Das ist der Abschied von seinem Zuhause und von seiner Kindheit. Der Blick in den Hof hat ihm immer Stabilität gegeben, hier war der Blick immer gleich, aller Veränderungen zum Trotz. Jules kommt nach dem Tod der Eltern, mit seinen Geschwistern in ein staatliches Internat auf dem Land und dort werden die Geschwister
sofort getrennt. Jules ist 11 Jahre alt. Er wird zu einem Einzelgänger, die einzige freundschaftliche Beziehung hat er zu Alva. Aber auch sie braucht den Rückzug, hat eigene Geheimnisse.

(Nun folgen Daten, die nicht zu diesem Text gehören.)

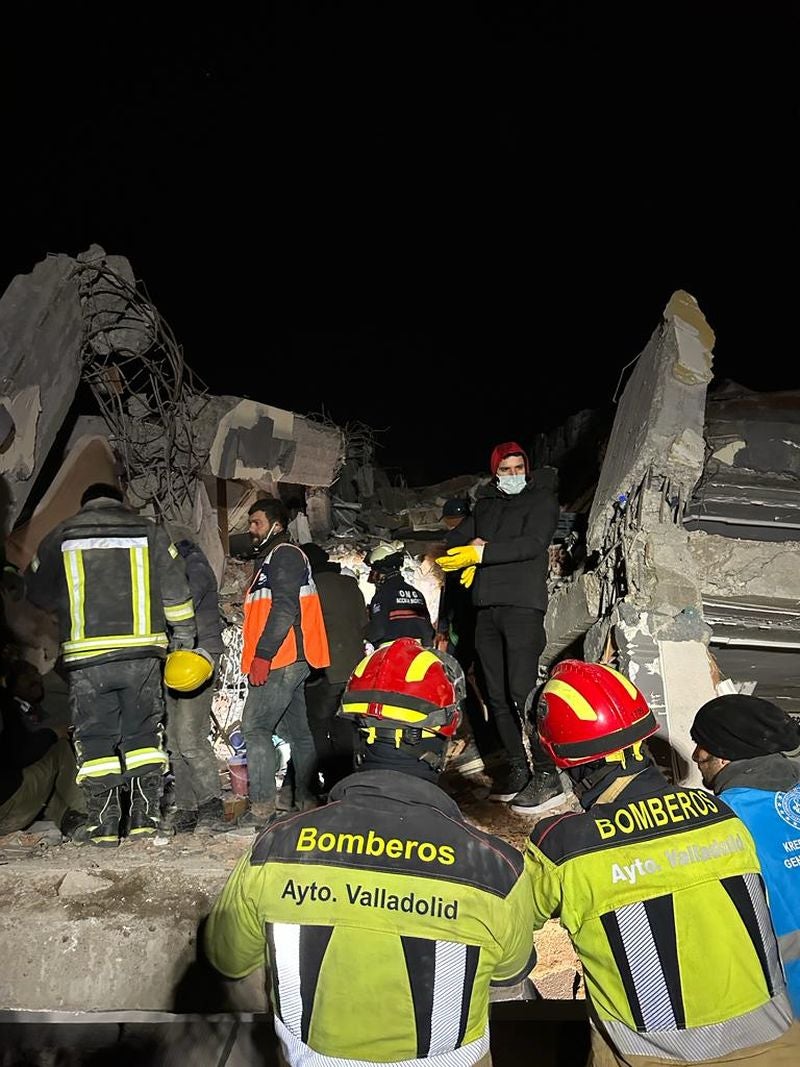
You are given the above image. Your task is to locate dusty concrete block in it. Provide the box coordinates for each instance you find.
[57,870,114,897]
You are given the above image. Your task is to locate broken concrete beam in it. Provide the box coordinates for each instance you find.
[542,573,601,668]
[587,291,714,553]
[0,254,84,526]
[689,531,800,607]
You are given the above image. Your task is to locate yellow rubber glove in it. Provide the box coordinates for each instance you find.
[460,565,476,589]
[435,545,484,572]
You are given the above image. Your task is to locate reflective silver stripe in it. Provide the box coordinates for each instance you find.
[603,991,793,1062]
[62,633,168,653]
[274,1015,490,1067]
[616,901,676,1030]
[745,871,784,989]
[130,545,149,636]
[245,589,272,603]
[779,930,800,962]
[124,750,168,771]
[62,536,148,551]
[272,922,303,1036]
[63,549,85,641]
[430,941,468,1054]
[164,599,195,622]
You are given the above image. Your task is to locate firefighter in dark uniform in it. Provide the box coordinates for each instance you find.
[525,659,800,1066]
[205,637,537,1066]
[365,541,433,649]
[25,483,197,847]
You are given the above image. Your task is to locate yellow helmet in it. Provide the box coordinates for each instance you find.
[164,648,214,693]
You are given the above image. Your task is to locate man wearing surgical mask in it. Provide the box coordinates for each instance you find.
[237,499,331,829]
[437,442,562,814]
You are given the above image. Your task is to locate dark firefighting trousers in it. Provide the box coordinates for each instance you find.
[68,657,168,788]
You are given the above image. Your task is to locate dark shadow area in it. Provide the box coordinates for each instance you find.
[172,915,231,1014]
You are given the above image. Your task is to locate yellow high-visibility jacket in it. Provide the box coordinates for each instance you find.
[206,769,537,1066]
[526,764,794,1062]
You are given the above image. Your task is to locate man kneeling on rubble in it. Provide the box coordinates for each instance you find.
[205,637,537,1066]
[0,663,86,841]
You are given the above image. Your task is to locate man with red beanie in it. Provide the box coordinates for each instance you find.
[437,441,562,813]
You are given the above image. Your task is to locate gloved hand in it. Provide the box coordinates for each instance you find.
[435,545,484,572]
[248,657,271,686]
[460,565,476,589]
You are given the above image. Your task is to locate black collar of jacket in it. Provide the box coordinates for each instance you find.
[328,768,461,817]
[714,752,800,795]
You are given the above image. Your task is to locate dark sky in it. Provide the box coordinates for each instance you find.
[5,4,799,485]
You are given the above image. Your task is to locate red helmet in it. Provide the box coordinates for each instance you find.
[340,638,461,738]
[536,659,658,768]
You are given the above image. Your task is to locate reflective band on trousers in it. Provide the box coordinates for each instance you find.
[274,1016,490,1067]
[603,991,793,1062]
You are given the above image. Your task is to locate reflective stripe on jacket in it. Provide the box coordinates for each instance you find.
[205,770,536,1064]
[526,765,793,1062]
[26,499,196,668]
[242,542,330,672]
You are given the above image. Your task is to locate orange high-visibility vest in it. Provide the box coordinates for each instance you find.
[241,543,330,672]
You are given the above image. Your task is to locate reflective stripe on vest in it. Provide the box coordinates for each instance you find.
[241,545,330,672]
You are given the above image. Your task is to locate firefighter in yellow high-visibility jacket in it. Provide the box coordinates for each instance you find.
[524,659,800,1066]
[205,637,538,1066]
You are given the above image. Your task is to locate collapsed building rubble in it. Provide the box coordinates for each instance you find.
[538,290,800,785]
[1,253,798,1023]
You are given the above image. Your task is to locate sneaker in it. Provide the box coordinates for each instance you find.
[445,737,485,776]
[487,763,531,802]
[508,770,567,815]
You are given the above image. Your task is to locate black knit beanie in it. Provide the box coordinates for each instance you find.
[691,695,800,761]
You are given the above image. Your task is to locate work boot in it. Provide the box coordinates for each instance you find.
[167,808,199,835]
[228,799,277,836]
[487,760,530,802]
[60,808,88,842]
[128,772,164,837]
[195,797,231,834]
[508,769,568,816]
[72,787,121,848]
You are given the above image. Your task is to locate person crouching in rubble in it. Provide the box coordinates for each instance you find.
[524,659,800,1066]
[691,693,800,1017]
[0,659,87,841]
[24,483,198,847]
[364,541,434,649]
[204,636,537,1066]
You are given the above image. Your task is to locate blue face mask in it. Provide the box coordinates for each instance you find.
[498,474,526,495]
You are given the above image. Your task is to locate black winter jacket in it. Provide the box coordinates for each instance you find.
[176,541,224,657]
[446,476,559,611]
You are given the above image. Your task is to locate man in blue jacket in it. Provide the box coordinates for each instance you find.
[691,693,800,1016]
[437,441,561,813]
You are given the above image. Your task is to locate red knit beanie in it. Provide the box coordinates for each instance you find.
[490,441,530,476]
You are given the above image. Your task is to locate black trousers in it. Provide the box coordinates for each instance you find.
[445,616,502,760]
[304,676,356,791]
[68,657,168,788]
[474,605,550,770]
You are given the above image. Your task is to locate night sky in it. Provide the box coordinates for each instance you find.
[5,4,798,486]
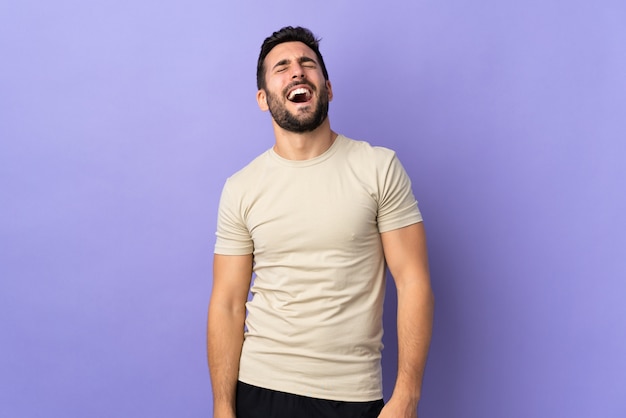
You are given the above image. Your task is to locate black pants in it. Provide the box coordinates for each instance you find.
[236,381,384,418]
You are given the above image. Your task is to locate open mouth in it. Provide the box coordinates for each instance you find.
[287,86,312,103]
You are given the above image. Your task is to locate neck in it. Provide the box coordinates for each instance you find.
[272,118,337,161]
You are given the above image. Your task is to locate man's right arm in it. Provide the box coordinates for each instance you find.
[207,253,253,418]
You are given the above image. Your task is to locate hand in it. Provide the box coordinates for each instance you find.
[377,396,418,418]
[213,411,236,418]
[212,403,236,418]
[213,414,236,418]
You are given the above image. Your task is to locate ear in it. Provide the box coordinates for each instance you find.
[257,89,269,111]
[326,80,333,102]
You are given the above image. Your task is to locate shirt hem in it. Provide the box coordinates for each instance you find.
[238,375,383,402]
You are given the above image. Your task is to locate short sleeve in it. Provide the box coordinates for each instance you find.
[214,179,254,255]
[376,153,423,233]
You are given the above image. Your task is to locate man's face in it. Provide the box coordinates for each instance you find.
[258,41,332,133]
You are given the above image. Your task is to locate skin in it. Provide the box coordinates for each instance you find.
[207,41,434,418]
[256,41,336,160]
[378,222,434,418]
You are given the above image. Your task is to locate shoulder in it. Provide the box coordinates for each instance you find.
[223,149,272,191]
[339,135,399,169]
[341,134,396,157]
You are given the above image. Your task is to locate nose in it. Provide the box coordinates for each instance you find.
[290,63,305,79]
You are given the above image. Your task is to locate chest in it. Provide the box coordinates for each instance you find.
[244,166,380,256]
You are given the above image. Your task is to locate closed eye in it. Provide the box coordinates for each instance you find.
[299,57,317,68]
[272,59,290,73]
[271,56,318,73]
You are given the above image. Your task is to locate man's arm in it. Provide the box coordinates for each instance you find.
[207,253,253,418]
[379,222,434,418]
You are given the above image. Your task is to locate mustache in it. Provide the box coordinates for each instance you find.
[283,80,316,96]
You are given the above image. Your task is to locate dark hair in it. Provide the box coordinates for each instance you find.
[256,26,329,90]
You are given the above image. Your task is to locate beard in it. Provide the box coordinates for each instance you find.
[266,81,330,133]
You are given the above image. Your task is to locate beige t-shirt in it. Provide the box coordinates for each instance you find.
[214,135,422,401]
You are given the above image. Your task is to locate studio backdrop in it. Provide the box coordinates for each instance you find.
[1,1,625,417]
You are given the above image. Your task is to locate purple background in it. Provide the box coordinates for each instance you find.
[1,1,625,417]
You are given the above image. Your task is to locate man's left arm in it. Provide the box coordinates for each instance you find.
[379,222,434,418]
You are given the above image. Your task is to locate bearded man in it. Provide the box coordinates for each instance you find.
[207,26,434,418]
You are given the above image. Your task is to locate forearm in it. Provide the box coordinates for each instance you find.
[207,303,246,417]
[392,280,434,406]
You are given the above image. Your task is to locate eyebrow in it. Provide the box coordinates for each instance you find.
[272,56,317,71]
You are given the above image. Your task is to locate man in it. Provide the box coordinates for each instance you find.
[207,26,434,418]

Das dunkle Staunen und der dichte Nebel bleiben lange die Gefährten von Jules. Dieser großartige Entwicklungsroman nimmt den Leser mit auf eine Reise durch ein Dickicht unterschiedlicher Facetten der Einsamkeit, Schuldgefühle, Erinnerungen und Glücksmomente. Hier gibt es keine Liebesgeschichte, die geradewegs zum Happyend führt. Hier gibt es das wahre Leben, kein Schwarz und kein Weiß. Hier gibt es Sätze, die mich innehalten lassen, weil sie so unendlich stark berühren und ich mich immer frage, wie kann ein so junger Autor so weise und reife Gedanken niederschreiben.

Nachdem der Blick auf den Hof nicht mehr möglich ist, ist für Jules und auch seine Geschwister eine komplette Welt zusammengebrochen und jeder von ihnen geht auf seine Art damit um. Jules braucht sehr lange, um zu begreifen wer er ist.

„Eine schwierige Kindheit ist wie ein unsichtbarer Feind: Man weiß nie, wann er zuschlagen wird.“

Ein Meisterwerk ist hier von Benedict Wells geschaffen worden, besonders für die, die so eine Kindheit hatten und sich immer wieder verloren fühlen, aber ich denke auch für alle, die verstehen möchten. Dieses Buch hat mich bewegt, wie selten eines zuvor und ich kann nur 5 Sterne für diesen Lesegenuß vergeben. Ich bedanke mich bei Benedict Wells für die vielen besonderen Sätze, die lange in mir nachhallen werden.